Страстный пуританин - Страница 8
- Когда она слишком уж раскрошится, - сказала Бланш, - я выбрасываю ее в уборную и отправляюсь за новой к Престолу.
Слово «Престол» она произносила с вероломным наслаждением, смакуя его и пробуя на язык, будто вкушала Ангельский Хлеб. Она снова уколола облатку, плюнула на нее и добавила:
- Хорошо, что она ни от чего не умирает! Ни от чего!
И по сей день я, как тогда, слышу и вижу Бланш: лет одиннадцати, худую, в мешковатом платье, толстых серых чулках и громоздких сандалиях. Взгляд зеленых глаз пронзает меня насквозь. Именно так запечатлится она в моей памяти навсегда и in saecula caeculorum[21]: на фоне кирпичной стены и спадающего каскадом плюща, под сенью которого – водозабор и ключ. Бланш стоит там, с коробочкой в левой руке и с булавкой в правой - в этом саду, где сумрачным было все, даже сладковато-медовый запах мочи от цветущих кустов бузины.
Грандиозность кощунства и особенно вид плюющей Бланш болезненно отдались в моем желудке. Я всегда был очень брезглив - мне, к примеру, трудно здороваться с людьми за руку и касаться чего бы то ни было после других, - и грязь привлекает меня только в речах.

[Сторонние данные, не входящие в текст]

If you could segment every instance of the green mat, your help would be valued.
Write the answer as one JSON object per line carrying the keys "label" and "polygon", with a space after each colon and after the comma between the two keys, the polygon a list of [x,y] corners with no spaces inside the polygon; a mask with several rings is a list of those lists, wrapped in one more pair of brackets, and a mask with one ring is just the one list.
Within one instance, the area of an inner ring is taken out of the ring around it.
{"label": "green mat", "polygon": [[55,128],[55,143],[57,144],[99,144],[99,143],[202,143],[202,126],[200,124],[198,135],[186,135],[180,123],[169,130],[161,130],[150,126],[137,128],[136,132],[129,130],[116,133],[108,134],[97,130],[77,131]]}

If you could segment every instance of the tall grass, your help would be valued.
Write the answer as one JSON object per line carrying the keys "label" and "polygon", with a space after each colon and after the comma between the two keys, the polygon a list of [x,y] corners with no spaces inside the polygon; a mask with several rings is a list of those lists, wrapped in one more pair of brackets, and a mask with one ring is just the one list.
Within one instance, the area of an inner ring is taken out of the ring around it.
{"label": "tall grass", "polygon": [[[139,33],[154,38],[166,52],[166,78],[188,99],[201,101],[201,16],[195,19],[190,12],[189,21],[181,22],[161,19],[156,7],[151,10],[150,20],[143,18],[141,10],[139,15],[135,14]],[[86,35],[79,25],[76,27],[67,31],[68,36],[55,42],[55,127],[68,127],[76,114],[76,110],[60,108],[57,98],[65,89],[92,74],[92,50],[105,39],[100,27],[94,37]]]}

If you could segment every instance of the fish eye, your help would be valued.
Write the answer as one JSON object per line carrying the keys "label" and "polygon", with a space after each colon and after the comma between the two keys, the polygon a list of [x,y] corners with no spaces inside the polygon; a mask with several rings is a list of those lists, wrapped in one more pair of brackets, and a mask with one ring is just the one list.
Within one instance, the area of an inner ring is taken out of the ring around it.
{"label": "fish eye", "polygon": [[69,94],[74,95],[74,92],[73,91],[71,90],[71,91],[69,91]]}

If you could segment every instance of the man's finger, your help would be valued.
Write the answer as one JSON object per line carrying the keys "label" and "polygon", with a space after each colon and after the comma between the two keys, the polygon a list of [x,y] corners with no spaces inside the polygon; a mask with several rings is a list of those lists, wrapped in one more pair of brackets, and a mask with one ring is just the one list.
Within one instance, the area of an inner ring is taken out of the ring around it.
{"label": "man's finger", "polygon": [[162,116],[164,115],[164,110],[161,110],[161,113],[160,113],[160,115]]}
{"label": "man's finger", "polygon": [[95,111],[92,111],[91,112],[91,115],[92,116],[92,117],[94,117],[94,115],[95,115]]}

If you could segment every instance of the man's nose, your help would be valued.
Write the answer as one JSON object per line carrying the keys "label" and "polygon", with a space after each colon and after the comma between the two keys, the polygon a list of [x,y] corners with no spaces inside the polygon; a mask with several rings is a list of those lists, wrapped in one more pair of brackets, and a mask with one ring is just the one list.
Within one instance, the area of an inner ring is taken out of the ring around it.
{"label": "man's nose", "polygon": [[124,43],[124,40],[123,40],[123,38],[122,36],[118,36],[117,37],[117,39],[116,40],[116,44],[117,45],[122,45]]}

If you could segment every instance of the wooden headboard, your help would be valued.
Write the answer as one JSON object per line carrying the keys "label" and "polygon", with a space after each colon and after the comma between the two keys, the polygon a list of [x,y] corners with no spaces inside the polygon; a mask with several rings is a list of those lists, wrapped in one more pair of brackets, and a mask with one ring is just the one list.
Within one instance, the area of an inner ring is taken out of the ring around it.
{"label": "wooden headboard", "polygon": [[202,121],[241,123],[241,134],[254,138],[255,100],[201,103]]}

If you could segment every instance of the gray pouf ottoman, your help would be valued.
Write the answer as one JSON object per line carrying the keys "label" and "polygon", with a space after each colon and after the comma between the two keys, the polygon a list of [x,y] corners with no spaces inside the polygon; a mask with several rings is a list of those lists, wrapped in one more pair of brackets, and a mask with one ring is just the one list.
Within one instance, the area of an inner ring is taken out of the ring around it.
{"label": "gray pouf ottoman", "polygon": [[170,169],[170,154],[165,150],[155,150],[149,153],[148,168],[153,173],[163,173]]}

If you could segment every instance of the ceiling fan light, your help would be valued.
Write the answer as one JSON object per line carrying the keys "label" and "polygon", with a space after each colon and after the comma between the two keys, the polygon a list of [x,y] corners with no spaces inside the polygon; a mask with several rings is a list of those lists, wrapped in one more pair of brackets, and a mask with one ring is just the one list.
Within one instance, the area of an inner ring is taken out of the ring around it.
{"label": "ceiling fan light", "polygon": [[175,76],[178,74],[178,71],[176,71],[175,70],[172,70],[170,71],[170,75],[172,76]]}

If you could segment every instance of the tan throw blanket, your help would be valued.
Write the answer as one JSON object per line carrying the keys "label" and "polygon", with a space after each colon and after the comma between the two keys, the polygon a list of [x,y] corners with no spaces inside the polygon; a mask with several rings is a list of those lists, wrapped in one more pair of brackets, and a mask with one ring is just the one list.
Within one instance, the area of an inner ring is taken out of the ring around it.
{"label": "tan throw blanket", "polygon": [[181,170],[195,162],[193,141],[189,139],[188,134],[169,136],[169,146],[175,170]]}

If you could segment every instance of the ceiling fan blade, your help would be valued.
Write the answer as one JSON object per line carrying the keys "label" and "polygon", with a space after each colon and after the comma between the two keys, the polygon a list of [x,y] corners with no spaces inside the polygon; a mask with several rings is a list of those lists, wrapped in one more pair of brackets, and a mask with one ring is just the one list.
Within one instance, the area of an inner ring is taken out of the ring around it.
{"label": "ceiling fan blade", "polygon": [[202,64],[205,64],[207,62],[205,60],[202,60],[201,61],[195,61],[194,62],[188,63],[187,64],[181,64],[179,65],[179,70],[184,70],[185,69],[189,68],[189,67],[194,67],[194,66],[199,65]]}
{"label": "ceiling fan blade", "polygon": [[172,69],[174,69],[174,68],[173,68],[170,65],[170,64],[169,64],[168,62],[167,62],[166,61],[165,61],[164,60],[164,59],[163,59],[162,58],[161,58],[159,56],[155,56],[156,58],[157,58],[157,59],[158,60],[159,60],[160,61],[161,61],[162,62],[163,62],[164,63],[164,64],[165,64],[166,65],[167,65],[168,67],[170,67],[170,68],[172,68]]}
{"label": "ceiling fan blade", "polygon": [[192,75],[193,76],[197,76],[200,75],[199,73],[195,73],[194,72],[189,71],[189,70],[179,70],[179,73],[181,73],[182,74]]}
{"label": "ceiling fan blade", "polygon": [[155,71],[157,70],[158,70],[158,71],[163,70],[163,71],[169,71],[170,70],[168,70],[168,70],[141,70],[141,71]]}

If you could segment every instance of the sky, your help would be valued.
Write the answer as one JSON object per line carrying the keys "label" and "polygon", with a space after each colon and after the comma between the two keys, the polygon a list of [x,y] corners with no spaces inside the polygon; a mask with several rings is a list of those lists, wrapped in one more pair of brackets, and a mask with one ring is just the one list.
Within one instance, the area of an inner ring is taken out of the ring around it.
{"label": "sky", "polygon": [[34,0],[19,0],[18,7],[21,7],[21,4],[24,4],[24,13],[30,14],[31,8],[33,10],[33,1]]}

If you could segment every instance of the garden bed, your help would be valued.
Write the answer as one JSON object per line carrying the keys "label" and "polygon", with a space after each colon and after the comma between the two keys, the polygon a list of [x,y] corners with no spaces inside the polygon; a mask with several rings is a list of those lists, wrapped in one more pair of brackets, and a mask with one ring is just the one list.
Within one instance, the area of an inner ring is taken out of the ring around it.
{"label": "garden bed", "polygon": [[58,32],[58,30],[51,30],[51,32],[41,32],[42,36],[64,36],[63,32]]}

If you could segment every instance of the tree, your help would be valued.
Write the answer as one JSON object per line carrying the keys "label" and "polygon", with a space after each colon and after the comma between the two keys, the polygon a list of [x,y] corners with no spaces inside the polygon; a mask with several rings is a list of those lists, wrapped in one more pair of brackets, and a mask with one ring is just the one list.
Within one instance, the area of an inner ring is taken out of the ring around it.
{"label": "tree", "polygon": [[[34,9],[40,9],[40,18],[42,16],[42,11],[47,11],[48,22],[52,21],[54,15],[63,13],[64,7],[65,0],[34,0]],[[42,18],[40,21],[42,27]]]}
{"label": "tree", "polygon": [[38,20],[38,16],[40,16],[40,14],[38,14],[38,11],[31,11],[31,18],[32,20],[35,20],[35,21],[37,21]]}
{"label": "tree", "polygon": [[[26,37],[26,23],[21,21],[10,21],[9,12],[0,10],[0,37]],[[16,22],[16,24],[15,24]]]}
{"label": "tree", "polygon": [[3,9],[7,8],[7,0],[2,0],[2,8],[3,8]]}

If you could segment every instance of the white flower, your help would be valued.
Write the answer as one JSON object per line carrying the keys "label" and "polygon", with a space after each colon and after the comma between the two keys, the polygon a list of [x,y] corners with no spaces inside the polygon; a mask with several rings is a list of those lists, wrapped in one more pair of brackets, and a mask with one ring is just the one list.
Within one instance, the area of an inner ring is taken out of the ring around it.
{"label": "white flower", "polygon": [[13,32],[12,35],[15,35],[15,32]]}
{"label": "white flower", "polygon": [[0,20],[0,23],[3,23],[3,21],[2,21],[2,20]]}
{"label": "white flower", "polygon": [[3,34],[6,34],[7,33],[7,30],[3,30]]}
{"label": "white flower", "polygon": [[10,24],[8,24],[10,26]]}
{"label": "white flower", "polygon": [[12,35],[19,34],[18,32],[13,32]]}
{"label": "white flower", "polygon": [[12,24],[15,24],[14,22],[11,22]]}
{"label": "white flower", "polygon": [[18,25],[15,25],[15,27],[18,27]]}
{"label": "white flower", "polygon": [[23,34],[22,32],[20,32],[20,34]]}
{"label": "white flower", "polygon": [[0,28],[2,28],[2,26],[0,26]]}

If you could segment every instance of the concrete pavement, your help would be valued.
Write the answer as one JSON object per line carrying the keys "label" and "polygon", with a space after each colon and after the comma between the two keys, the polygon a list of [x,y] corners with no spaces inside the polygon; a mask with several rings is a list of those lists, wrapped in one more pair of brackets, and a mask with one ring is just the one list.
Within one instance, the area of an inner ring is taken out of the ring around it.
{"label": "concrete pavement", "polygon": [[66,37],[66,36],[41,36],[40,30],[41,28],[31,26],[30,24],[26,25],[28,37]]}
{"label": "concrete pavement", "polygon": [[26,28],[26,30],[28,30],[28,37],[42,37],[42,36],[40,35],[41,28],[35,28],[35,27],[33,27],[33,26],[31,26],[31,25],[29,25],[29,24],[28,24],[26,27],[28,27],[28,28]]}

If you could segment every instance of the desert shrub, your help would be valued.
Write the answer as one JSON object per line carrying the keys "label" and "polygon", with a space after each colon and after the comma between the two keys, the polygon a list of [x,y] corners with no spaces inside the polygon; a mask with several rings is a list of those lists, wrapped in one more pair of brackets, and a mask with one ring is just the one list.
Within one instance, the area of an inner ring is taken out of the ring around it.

Бланш еще раз плюнула и вонзила острие в облатку. У меня в глазах все плясало. Плющ и бузинные кусты кружились в одуряющем хороводе. Я оперся рукой о стену и согнулся над крапивой - съеденное вываливалось из меня тяжелыми сгустками, шлепая по листьям. Ослепнув от слез и рвотных спазмов, я в то же время ощущал, как Бланш порхает у меня за спиной, словно большая пяденица. Выпрямившись, я попытался сделать несколько шагов. Я был в полном сознании, хотя колени мои подгибались и отказывались меня держать. Я рухнул на бедро, успев выставить вперед ладони, в которые врезался гравий. Бланш кричала: Дени упал! Дени упал!.. Она пыталась меня поднять, но руки ее наводили на меня странное оцепенение, я ощущал, как сквозь рубашку мне прямо в плоть вонзается булавка, которой она перед тем терзала облатку и которую все еще держала в руке, а железная коробочка в ее кармане жестко давила мне на ребра. Это было невыносимо, и на сей раз я потерял сознание по-настоящему.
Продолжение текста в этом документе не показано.